Al parecer, Lorca nunca estuvo bajo el suelo al que hemos peregrinado durante años, en ese atardecer de agosto que se volvía de pronto triste. Poéticamente lo sabíamos: los sonidos de ese lugar jugaban al escondite con nosotros, se encendían las chicharras y los grillos, cambiaba la luz y un pequeño soplo de viento entre los árboles cercanos parecía jugar al escondite con el recuerdo de Lorca.
Pero no nos hagamos trampas en el solitario de la memoria histórica. La necesidad de encontrar los cuerpos no es sino una débil compensación que apenas repara 40 años de censura de la dictadura y 30 años de dulce olvido de la democracia.
No nos engañemos. Estamos buscando huesos porque no hemos sido capaces de esclarecer la historia. Estamos recontando esqueletos y calaveras, porque nos consuela dignificar la muerte injusta de tantas personas pero -aunque es un ejercicio necesario, de cierre de heridas, de poner fin al dolor de sus cuerpos abandonados-, esto no nos acerca a la verdad, ni desvela a los que cometieron el crimen.
Especialmente en los casos de fusilamiento, la verdad no está en la cuneta, en la tapia del cementerio o en el barranco. Los verdaderos asesinos, los cómplices y los delatores no están presentes. A la luz del amanecer, o frente a las luces desenfocadas, sólo hay cuatro desgraciados, embrutecidos por el vino, el miedo o el rencor que disparan un puñado de balas resplandecientes. Los verdaderos asesinos no han pisado nunca la escena del crimen.

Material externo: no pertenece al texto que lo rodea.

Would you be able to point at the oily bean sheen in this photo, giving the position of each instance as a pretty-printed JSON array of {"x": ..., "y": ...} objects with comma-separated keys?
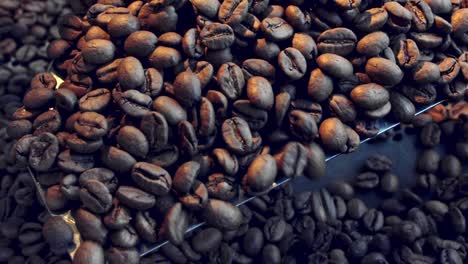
[
  {"x": 217, "y": 36},
  {"x": 373, "y": 43},
  {"x": 130, "y": 73},
  {"x": 383, "y": 71},
  {"x": 293, "y": 63},
  {"x": 260, "y": 174},
  {"x": 339, "y": 41},
  {"x": 335, "y": 65},
  {"x": 233, "y": 11},
  {"x": 260, "y": 92},
  {"x": 370, "y": 96},
  {"x": 333, "y": 135},
  {"x": 231, "y": 80},
  {"x": 172, "y": 112}
]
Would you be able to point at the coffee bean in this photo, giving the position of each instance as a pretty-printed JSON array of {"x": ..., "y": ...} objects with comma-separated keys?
[
  {"x": 119, "y": 255},
  {"x": 367, "y": 180},
  {"x": 222, "y": 214},
  {"x": 422, "y": 16},
  {"x": 426, "y": 72},
  {"x": 134, "y": 103},
  {"x": 140, "y": 43},
  {"x": 98, "y": 51},
  {"x": 292, "y": 160},
  {"x": 430, "y": 135},
  {"x": 217, "y": 36},
  {"x": 340, "y": 41},
  {"x": 320, "y": 85},
  {"x": 333, "y": 135},
  {"x": 95, "y": 196},
  {"x": 135, "y": 198},
  {"x": 151, "y": 178},
  {"x": 383, "y": 71},
  {"x": 170, "y": 109},
  {"x": 260, "y": 174},
  {"x": 335, "y": 65},
  {"x": 370, "y": 96},
  {"x": 276, "y": 29},
  {"x": 292, "y": 63},
  {"x": 43, "y": 152},
  {"x": 233, "y": 11},
  {"x": 89, "y": 252},
  {"x": 90, "y": 226},
  {"x": 305, "y": 44}
]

En el caso de Lorca, si hubiésemos encontrado el cuerpo, sólo nos podría dar un ínfimo testimonio sobre la forma en que murió, pero en ningún caso aclararía el enigma de quién decidió la muerte del poeta, con quién consultó, qué querían obtener en los varios días de interrogatorios en el Gobierno Civil, quién lo delató y todo un sinfín de interrogantes sobre su asesinato.
El interés por encontrar el cuerpo contrasta con la falta de interés oficial por encontrar la verdad. En nuestro país, en nuestra modélica transición, no se ha puesto en marcha una sola Comisión de la Verdad que -tal como han hecho en algunos países latinoamericanos- esclareciera los hechos, incluso aunque no derivara responsabilidades penales. En el caso de Federico García Lorca la ausencia de una investigación oficial sobre su muerte ha sido cubierta por hispanistas, filólogos e historiadores que han actuado sobre las escasas fuentes disponibles. Me horroriza que la derecha se frote las manos y califique la ausencia del cadáver como el fracaso de la memoria histórica.

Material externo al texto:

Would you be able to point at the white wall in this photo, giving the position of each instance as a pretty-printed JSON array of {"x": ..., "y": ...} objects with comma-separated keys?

Todo lo contrario, sólo ha puesto de relieve que los mecanismos contra la desmemoria y el miedo han sido demasiado escasos y tardíos.
Me pregunto si no es el momento de abrir realmente el caso García Lorca con todas sus implicaciones. Alentar una investigación desde todas las disciplinas que nos aclare la muerte del poeta más internacional de nuestra historia, para acabar con la vergüenza de no saber quién ordenó su muerte y cuáles fueron las razones. Cada cinco minutos se interpreta una obra de teatro de Lorca en el mundo, cada día se venden miles de ejemplares de su obra. Es posible que sea el poeta que ha llegado de forma más eficaz a nuestro inconsciente y al que comprendemos, de forma íntima y total, sin entender del todo.
Mientras tanto, Lorca juega al escondite con nosotros. Tantas veces nos habló de las dos muertes: la esencial, telúrica, unida a la tierra, al grito, a la sangre derramada y la muerte urbana, hecha de olvido, de insomnio, de deshumanización del dolor. Parece decirnos: "Todavía no, quizá más tarde" o como escribió en Bodas de Sangre: "Yo haré con mi sueño una fría paloma de marfil que lleve camelias de escarcha sobre el camposanto. Pero no camposanto, no. Camposanto, no. Lechos de tierra. No quiero ver a nadie. La tierra y yo".